Розы и тернии — страница 19 из 40

— Скатертка добрая. Ишь, травы на ней какие выведены!.. Больно хороша!

— Все своими руками дочка вышила!

— Искусница!

— Точно что, Егорушка! Подай-ка нам…

— Нет, уволь, хозяин дорогой! Ей-ей, невмочь!

— Пустое! Еще чарочку, выкушаешь!..

— Разве что чарочку и то с тобой вместе.

— Со мной так со мной…

Вино было принесено, и бояре осушили кубки.

Потом пошла беседа по-прежнему. Князь клялся и божился, что он не корыстен, Лука Максимович уверял, что верит ему, и расхваливал на всякие лады свою дочку.

— Знаешь что, — промолвил после случившегося недолгого молчания Щербинин, — всем я доволен — и употчеван тобой вдосталь, и все такое, одного мне не хватает…

— Будь добр, скажи, чем тебе я не угодил? — спросил с легкой тревогой Лука Максимович.

— Ты-то мне всем угодил, а это у меня так уж желаньице в душе поднялось…

— Скажи, исполню, коли могу.

— Смерть хочется мне на сноху будущую посмотреть! Покажи ее, сделай милость.

Лука Максимович замялся.

— Гмм… Сам знаешь, обыка нет, чтоб бабы к мужчинам чужим выходили… — пробормотал он.

— К чужим? Так я тебе чужой? Не сегодня завтра сына своего с твоей дочкой обвенчаю, а чужой! Коли так — прощай!

— Да ты никак осерчал, Фома Фомич? Полно! Не гневайся! Мне что! Я рад гостя уважить, а потому только, чтоб после кумушки московские не стали девушку зазорить.

— Экий зазор, что свекру будущему на глаза покажется! К тому ж, глянь, борода-то у меня уж сивая… Кабы помоложе был — ну, тогда, пожалуй, а то ведь без мала что старцу.
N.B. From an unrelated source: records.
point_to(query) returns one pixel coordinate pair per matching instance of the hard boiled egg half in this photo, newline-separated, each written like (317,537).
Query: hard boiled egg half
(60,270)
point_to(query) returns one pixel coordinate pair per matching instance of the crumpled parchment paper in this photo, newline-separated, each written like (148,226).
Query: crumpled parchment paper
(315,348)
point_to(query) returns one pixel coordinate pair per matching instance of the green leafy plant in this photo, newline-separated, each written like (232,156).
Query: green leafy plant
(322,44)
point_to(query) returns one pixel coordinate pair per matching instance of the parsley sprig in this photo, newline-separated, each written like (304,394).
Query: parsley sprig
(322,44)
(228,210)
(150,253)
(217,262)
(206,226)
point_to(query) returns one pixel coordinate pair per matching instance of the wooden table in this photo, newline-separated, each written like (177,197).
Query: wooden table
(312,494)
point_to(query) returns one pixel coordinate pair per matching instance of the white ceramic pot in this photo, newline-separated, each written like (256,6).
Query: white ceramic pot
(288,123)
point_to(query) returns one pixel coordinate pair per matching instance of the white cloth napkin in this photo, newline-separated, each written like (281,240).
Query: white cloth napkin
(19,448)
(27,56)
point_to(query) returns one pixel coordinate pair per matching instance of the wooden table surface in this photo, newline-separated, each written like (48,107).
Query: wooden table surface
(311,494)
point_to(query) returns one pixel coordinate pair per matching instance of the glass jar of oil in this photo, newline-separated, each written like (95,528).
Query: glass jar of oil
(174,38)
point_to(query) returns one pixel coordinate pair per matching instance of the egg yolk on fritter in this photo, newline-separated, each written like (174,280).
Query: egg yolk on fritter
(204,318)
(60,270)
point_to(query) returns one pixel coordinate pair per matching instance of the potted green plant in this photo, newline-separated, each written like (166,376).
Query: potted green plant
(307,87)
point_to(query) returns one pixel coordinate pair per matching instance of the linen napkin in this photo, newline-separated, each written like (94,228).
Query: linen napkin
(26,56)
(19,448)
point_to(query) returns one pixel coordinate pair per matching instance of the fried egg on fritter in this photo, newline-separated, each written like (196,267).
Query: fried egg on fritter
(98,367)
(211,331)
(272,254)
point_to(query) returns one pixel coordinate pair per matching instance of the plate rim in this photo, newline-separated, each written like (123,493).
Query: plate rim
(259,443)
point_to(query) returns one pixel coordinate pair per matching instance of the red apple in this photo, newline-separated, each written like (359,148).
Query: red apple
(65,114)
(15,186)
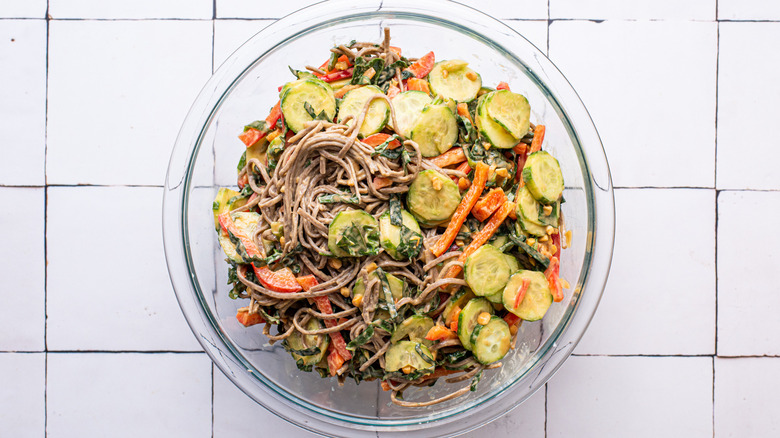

— Что ж, посмотри доченьку мою. Мне ее казать не стыдно — не дурнышка! Егор! Скажи боярыне, чтоб шла сюда с Аленушкой, — приказал старому холопу Лука Максимович.

XXXIII. Перелом

Светло от лучей солнечных в горенке Аленушки, и так же светло на душе боярышни. Сидит Аленушка у окна, вся облитая теплыми весенними лучами, напевает веселую песенку и смотрит на сад, начинающий покрываться словно легким зеленым налетом. Она вспоминает свои встречи с Алексеем — тайные встречи, и в душе ее будто непрестанно твердит кто-то прерывистым, радостным голосом, что скоро не надо будет этих тайных свиданий, что скоро хоть перед всем светом может она его называть своим «милым Алешенькой», а он ее «голубкою милою».

— Аленушка! Надевай скорей сарафан самый что ни на есть лучший! — говорит, запыхавшись, спешно вошедши, почти вбежав в комнату, Марфа Сидоровна.

— Зачем? Ведь я и то в сарафане праздничном? — удивленно спросила боярышня.

— Батюшка зовет… Свекр тебя повидать хочет.

Девушка заволновалась:

— Ах, как же я!..

— Да уж ладно, ладно! Панкратьевна! Малашка! Агашка! Снаряжайте боярышню живее! — кричала боярыня. — И я сама пока принаряжусь…

Спешно расплели, расчесали и опять заплели холопки косу Аленушки, вплетя в нее жемчужные нити и алую ленту с расшитым разноцветными шелками «косиком»[10], укрепили на голове боярышни кокошник с золотою вышивкой, с самоцветными камнями; надели новый сарафан на нее…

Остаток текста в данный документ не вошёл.